2. STANDARD OF REVIEW
Silverscreen contends the de novo standard of review should apply because there
are no disputed facts. Husband and Children contend the substantial evidence standard
of review should apply because the trial court’s ruling is based upon findings of fact.
“[A]gency is generally a factual question.” (Rogers v. Roseville SH, LLC (2022) 75
Cal.App.5th 1065, 1072.) However, the only evidence in this case is the arbitration
6 agreement. Because the only evidence is a document, we will apply the de novo
standard of review. (Ibid.)
3. BURDEN SHIFTING
There is a burden-shifting procedure involved in petitions to compel arbitration.
In the first step of the process, “[t]he petitioner bears the burden of proving the
existence of a valid arbitration agreement by the preponderance of the evidence.”
(Engalla v. Permanente Medical Group, Inc. (1997) 15 Cal.4th 951, 972.) If the
petitioner meets that burden, then, in the second step of the process, the “party opposing
the petition bears the burden of proving by a preponderance of the evidence any fact
necessary to its defense.” (Ibid.) “In these summary proceedings, the trial court sits as
a trier of fact, weighing all the affidavits, declarations, and other documentary evidence,
as well as oral testimony received at the court’s discretion, to reach a final
determination.” (Ibid.)
4. AGENCY
In some cases, “[t]he party seeking arbitration can meet its . . . burden [simply]
by attaching to the petition a copy of the arbitration agreement purporting to bear the
[opposing party’s] signature.” (Bannister v. Marinidence Opco, LLC (2021) 64
Cal.App.5th 541, 543-544.) However, when an arbitration agreement is signed by a
third party, then, as part of its burden of proving the existence of a contract, the
petitioning party must provide evidence that the third party was the agent of the
principal. (Kinder v. Capistrano Beach Care Center, LLC (2023) 91 Cal.App.5th 804,
815; Rogers v. Roseville SH, LLC, supra, 75 Cal.App.5th at p. 1075.) Such evidence is
7 necessary because two essential elements of a valid agreement are: “1. Parties capable
of contracting; [and] [¶] 2. Their consent.” (Civ. Code, § 1550.) In order to prove that
the third party had the authority to consent on behalf of the principal, agency must be
proven.
Agency can be established in three ways. The first method is by express
agreement between the agent and the principal. (Warfield v. Summerville Senior Living,
Inc. (2007) 158 Cal.App.4th 443, 448.) There is no evidence of an express agreement
between Resident and Husband. For example, Silverscreen did not provide a copy of a
power of attorney executed by Resident giving Husband authority to enter into contracts
on her behalf.
The second method for establishing agency is evidence of Resident intentionally
making statements or conducting herself in a manner indicating there was an agreement
for Husband to act on Resident’s behalf. (Warfield v. Summerville Senior Living, Inc.,
supra, 158 Cal.App.4th at p. 448; Civ. Code, § 2300.) Silverscreen did not provide
evidence of Resident’s actions or statements.

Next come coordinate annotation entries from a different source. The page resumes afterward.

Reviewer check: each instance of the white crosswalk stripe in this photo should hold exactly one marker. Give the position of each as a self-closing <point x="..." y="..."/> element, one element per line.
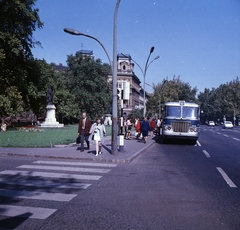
<point x="62" y="168"/>
<point x="27" y="212"/>
<point x="43" y="179"/>
<point x="51" y="175"/>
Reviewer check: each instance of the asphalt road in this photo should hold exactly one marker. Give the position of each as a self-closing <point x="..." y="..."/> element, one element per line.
<point x="170" y="186"/>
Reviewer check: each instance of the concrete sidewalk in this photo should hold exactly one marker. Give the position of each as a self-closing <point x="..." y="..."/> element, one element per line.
<point x="132" y="148"/>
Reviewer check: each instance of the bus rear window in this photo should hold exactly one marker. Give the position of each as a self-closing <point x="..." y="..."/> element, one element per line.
<point x="190" y="112"/>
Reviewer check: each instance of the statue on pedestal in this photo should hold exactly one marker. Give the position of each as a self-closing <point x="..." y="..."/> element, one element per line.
<point x="49" y="95"/>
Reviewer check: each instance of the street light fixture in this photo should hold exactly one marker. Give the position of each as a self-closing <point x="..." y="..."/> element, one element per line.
<point x="144" y="74"/>
<point x="78" y="33"/>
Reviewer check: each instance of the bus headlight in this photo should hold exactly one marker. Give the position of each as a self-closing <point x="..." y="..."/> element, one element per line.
<point x="167" y="127"/>
<point x="193" y="129"/>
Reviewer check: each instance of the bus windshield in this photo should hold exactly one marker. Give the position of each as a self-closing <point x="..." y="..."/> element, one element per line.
<point x="173" y="111"/>
<point x="190" y="112"/>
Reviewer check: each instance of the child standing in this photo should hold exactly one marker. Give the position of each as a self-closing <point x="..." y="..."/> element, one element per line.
<point x="98" y="131"/>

The third method for establishing agency is “by want of ordinary care” (Civ.
Code, § 2300), which means neglect by a principal gave the impression of agency
(Pereda v. Atos Jiu Jitsu LLC (2022) 85 Cal.App.5th 759, 768). Binding a principal to a
contract formed by an ostensible agent is a form of estoppel—“that the principal should
be estopped from creating the false impression of agency.” (Ibid.) In order to prove
that the principal should be estopped, there must be evidence of (1) the principal’s
neglect that caused the impression of an agency relationship; and (2) that the other
8 contracting party, i.e., Silverscreen, “was not negligent in relying on the agent’s
apparent authority.” (Ibid.) We have no evidence of the circumstances under which the
arbitration agreement was signed. There is no evidence of what Resident knew, what
Resident was doing, what Husband was doing, what Silverscreen knew, and what
Silverscreen observed between Resident and Husband. Due to a lack of evidence,
agency by want of ordinary care has not been established.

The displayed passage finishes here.